PostgreSQL has two types of triggers: row and statement triggers. Row triggers only work within the context of a row so you can't use those. Unfortunately, "before" statement triggers don't see what kind of change is about to take place so I don't believe you can use those, either.
Based on that, I would say it's unlikely you'll be able to build that kind of protection into the database using triggers, not unless you don't mind using an "after" trigger and rolling back the transaction if the condition isn't satisfied. Wouldn't mind being proved wrong. :)
Have a look at using Serializable Isolation Level. I believe this will give you a consistent view of the database data within your transaction. Then you can use option #1 that MusiGenesis mentioned, without the timing vulnerability. Test it of course to validate.

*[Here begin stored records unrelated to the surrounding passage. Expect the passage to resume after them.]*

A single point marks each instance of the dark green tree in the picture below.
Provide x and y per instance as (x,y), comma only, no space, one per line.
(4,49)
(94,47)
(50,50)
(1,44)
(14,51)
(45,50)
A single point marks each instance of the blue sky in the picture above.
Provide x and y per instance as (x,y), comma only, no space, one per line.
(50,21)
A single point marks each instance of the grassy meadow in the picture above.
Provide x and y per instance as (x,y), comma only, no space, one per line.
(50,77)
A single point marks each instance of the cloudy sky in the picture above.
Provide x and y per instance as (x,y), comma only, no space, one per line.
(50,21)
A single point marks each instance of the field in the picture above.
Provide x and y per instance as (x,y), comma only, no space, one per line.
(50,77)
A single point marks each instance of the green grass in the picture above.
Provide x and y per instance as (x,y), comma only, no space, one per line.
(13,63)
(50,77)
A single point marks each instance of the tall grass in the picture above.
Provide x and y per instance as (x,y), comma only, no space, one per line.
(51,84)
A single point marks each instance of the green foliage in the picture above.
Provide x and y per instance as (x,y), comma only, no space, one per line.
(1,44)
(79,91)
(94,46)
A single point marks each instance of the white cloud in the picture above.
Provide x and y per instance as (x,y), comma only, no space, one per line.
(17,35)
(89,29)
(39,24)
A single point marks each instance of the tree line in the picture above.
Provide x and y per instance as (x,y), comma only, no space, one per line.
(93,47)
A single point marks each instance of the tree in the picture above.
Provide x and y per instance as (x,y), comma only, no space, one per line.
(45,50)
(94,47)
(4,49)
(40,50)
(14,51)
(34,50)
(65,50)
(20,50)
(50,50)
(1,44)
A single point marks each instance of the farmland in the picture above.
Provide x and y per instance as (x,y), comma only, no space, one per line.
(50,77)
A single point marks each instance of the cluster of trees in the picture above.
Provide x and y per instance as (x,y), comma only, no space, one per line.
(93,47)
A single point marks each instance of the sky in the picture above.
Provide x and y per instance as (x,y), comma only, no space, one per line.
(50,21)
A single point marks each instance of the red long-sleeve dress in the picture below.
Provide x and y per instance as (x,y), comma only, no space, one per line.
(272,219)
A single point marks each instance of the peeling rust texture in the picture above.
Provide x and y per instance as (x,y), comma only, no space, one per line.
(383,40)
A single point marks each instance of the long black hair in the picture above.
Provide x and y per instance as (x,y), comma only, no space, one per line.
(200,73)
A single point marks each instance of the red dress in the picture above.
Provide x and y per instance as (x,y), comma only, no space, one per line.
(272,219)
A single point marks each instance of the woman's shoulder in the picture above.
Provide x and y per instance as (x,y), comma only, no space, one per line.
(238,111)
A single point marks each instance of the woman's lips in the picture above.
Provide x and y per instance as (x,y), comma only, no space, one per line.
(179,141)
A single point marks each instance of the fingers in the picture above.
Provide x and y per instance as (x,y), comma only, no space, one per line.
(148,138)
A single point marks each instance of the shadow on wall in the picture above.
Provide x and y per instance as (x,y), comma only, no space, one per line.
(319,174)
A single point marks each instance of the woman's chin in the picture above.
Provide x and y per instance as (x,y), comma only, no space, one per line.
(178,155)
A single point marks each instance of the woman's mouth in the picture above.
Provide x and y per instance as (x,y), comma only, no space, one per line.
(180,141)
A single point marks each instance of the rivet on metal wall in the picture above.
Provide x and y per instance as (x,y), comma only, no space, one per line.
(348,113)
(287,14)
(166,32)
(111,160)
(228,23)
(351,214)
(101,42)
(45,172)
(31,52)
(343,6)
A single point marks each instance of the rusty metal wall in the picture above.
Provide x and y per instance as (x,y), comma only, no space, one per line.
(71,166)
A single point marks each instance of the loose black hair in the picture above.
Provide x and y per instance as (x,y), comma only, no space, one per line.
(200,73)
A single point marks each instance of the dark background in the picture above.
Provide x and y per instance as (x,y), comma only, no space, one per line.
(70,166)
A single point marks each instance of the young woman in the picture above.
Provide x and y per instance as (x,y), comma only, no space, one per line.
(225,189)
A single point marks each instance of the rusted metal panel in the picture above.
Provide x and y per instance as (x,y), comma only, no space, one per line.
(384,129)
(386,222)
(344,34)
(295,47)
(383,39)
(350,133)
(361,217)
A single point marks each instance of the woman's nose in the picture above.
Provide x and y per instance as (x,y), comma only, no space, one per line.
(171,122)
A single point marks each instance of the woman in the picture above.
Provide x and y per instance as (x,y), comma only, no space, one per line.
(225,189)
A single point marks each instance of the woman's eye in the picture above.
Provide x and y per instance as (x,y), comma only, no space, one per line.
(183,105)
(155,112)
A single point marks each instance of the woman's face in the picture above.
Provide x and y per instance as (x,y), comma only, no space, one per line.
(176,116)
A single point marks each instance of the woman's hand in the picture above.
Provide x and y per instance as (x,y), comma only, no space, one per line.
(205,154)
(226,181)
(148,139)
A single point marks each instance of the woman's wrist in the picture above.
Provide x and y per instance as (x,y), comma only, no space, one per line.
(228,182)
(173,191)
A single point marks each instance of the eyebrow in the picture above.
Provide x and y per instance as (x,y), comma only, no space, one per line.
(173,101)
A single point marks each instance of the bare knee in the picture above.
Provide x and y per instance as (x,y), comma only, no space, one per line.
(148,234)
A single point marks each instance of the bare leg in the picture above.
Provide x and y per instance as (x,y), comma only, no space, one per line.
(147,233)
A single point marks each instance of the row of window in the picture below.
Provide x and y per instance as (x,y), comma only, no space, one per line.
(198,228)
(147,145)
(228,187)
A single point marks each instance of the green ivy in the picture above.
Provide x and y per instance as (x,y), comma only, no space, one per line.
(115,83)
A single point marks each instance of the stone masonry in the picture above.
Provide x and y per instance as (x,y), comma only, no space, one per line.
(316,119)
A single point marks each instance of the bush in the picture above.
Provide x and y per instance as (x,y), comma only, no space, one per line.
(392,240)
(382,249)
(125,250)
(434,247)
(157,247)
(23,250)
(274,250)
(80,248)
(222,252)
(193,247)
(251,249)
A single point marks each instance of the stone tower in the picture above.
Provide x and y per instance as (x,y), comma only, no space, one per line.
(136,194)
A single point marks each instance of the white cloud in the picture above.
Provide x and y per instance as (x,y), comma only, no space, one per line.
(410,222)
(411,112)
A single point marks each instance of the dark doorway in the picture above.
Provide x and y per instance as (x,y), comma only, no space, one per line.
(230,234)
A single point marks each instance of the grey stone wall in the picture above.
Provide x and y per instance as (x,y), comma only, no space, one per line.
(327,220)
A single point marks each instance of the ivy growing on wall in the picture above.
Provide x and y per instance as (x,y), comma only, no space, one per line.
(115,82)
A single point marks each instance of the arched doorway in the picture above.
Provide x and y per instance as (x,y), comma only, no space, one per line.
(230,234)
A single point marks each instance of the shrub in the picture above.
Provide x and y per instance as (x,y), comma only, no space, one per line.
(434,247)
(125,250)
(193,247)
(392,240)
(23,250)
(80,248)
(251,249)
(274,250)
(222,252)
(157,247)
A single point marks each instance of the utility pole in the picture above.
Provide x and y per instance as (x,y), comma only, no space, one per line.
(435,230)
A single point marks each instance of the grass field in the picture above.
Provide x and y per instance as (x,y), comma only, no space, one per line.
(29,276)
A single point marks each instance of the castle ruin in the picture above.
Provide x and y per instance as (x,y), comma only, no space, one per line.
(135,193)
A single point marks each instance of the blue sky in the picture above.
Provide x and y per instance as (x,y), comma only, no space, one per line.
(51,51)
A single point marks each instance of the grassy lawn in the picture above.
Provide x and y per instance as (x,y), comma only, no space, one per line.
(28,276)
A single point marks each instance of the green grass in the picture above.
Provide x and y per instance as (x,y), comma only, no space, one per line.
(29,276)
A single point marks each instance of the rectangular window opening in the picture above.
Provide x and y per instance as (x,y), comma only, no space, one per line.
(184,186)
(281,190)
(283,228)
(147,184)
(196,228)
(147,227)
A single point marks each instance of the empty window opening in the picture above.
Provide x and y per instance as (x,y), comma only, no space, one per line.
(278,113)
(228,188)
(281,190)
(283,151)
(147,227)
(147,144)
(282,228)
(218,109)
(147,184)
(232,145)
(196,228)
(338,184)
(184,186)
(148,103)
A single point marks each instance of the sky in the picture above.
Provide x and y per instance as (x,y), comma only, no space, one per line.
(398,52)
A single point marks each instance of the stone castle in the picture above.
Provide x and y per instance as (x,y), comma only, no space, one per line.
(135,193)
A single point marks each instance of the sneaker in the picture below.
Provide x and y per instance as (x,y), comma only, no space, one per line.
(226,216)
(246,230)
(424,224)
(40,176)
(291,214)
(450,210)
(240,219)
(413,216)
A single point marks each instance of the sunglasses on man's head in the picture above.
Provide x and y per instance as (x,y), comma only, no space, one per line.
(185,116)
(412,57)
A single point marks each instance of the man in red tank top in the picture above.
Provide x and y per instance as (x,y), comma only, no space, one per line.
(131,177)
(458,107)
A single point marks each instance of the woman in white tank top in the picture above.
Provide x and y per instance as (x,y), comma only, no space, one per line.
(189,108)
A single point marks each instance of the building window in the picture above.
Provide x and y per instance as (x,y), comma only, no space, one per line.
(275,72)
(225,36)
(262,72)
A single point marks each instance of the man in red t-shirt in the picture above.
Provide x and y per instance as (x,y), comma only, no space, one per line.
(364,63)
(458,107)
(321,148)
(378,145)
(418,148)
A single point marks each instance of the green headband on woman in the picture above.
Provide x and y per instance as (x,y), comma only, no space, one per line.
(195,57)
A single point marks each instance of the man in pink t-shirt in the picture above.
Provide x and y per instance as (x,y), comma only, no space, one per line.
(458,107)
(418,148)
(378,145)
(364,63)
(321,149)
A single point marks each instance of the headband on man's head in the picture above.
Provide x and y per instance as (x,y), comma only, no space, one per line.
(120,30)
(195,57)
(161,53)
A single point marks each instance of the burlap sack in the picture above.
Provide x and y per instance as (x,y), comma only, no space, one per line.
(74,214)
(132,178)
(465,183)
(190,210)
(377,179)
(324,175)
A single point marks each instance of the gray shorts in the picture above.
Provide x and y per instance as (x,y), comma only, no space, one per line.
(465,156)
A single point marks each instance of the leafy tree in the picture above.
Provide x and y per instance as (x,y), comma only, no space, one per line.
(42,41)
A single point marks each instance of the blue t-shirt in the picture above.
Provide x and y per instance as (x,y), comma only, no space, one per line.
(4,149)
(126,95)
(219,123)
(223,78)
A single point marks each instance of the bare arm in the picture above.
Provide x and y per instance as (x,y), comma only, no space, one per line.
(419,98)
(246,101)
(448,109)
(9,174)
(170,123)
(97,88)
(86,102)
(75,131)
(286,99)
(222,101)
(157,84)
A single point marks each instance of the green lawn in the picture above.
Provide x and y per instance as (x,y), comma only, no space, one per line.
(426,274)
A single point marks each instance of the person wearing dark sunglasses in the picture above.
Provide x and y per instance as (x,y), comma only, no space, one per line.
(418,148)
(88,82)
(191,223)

I've never worked with postgresql, so my answer may not apply. In SQL Server, your trigger can call a stored procedure which would do one of two things:
Perform a SELECT COUNT(*) to determine the number of records that will be affected by the UPDATE, and then only execute the UPDATE if the count is 4 or less
Perform the UPDATE within a transaction, and only commit the transaction if the returned number of rows affected is 4 or less
No. 1 is timing vulnerable (the number of records affected by the UPDATE may change between the COUNT(*) check and the actual UPDATE. No. 2 is pretty inefficient, if there are many cases where the number of rows updated is greater than 4.